Por: Iván Mejía Álvarez

Sin arqueros

En un momento de la historia, el fútbol colombiano se vanagloriaba de tener tres arqueros maravillosos en plena actividad: Óscar Córdoba, Miguel Calero y Faryd Mondragón. Los tres habían sido hechuras de un gran adiestrador, Carlos Portela, y habían nacido en la misma escuela del Deportivo Cali.

Cuando llegaban las citaciones a selección de Colombia uno de los tres debía quedarse en casa, pese a tener un gran nivel, y cualquiera tenía posibilidad de ser el titular.

Hoy, el puesto de portero en trece de los veinte equipos de primera división lo ejercen cuidapalos extranjeros, en su mayoría de nacionalidad uruguaya, y hasta un guatemalteco, Jerez, del Alianza Petrolera, es titular en su equipo.

¿Qué sucedió para que los dirigentes y técnicos hayan perdido la confianza en los guardavallas nacionales? ¿En qué momento se trastocó la fe en la calidad y categoría de nuestros porteros? Son preguntas que todavía no encuentran respuesta.

En la selección ataja David Ospina y durante muchos años el antioqueño será el dueño del puesto, pues su regularidad en Arsenal, su altísimo nivel, sus condiciones físicas y técnicas lo hacen insuperable para el medio. Pero ¿vienen otros arqueros con grandes condiciones, se tiene la confianza en que el puesto estará bien cubierto a futuro? Difícil. Los goleros de las últimas juveniles se han ido quedando y de Arenas, González y otros ya no hay grandes noticias. Los suplentes naturales de Ospina hoy por hoy son Camilo Vargas, todavía en formación, irregular, y Cuadrado, del Once Caldas, también con magníficas condiciones pero intermitente. Dos “veteranos”, Róbinson Zapata y Neco Martínez están ahí, haciendo cola para volver a la selección en la que ya estuvieron en alguna oportunidad.

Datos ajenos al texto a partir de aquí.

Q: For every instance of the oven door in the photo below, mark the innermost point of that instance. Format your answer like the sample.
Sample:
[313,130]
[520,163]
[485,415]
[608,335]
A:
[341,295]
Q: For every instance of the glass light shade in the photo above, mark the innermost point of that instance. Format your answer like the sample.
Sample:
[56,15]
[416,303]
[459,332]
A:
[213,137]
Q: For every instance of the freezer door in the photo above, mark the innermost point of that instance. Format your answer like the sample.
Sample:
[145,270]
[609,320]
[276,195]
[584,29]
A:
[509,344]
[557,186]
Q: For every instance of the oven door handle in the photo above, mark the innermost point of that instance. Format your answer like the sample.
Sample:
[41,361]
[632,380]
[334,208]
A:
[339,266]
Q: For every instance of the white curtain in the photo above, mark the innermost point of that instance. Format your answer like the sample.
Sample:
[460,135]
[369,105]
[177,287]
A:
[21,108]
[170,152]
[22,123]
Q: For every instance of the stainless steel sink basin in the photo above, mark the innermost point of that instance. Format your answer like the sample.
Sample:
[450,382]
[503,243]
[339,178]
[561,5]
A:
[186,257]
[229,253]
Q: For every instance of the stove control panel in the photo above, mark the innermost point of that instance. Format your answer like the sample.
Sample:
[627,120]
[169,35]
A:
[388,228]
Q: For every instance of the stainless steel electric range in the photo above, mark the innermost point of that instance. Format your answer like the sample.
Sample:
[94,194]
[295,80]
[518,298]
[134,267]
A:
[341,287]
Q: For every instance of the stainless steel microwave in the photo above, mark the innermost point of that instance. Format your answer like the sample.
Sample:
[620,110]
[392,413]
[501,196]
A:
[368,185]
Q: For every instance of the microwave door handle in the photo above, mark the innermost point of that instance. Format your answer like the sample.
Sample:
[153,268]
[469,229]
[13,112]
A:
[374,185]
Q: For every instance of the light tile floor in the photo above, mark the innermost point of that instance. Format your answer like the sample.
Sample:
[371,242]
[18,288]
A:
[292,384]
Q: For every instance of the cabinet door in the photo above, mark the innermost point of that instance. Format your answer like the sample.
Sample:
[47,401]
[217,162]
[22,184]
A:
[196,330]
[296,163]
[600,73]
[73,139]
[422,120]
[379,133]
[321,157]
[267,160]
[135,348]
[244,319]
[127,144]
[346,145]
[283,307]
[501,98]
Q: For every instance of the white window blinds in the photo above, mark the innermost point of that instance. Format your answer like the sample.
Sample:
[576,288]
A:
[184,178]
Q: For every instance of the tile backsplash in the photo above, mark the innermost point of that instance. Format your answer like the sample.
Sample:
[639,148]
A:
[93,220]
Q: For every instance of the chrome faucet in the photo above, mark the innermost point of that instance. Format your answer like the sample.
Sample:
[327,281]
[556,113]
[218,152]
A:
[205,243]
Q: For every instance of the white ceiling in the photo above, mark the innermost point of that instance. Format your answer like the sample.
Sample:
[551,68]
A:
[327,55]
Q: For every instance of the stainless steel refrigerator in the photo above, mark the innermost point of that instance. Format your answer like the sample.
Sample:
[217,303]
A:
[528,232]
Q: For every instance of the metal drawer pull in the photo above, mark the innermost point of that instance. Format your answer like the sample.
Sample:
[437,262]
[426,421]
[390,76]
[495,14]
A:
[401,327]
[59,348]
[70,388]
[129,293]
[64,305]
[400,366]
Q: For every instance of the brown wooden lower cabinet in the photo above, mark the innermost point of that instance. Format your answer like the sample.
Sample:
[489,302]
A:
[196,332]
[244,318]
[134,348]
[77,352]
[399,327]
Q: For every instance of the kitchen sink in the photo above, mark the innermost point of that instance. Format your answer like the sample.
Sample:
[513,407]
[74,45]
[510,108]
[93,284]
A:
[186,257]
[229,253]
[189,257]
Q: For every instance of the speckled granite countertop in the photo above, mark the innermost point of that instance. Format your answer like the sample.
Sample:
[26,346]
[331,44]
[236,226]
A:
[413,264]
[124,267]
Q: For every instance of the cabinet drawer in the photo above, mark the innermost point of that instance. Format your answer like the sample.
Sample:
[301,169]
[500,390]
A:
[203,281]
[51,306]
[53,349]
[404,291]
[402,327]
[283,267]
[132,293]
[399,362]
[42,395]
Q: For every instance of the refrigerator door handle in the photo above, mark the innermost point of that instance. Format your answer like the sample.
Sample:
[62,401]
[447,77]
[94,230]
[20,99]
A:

La Federación debería preocuparse por el tema. Si se mirara el futuro con un poco de atención y no se pensara sólo en recolectar dinero y dinero, enfrentar a equipos “chatarra” para ganar petrodólares y poder viaticar, si existiera un auténtico comité técnico, que por estatutos está previsto pero no funciona, no se reúne, nadie le hace caso, alguien debería hacerles ver que la posición de arquero en Colombia corre serio peligro mientras más del 50% de los equipos tenga un extranjero para el arco.

Advertencia: la Dimayor debe fijar ya mismo la fecha definitiva de Equidad-Nacional. Ese partido puede ser muy importante para varios equipos y no es correcto que se deje para última hora. Si Nacional no puede jugar con la titular, que lo haga con la suplencia, pero no se puede seguir aplazando la fecha para poner al día el calendario.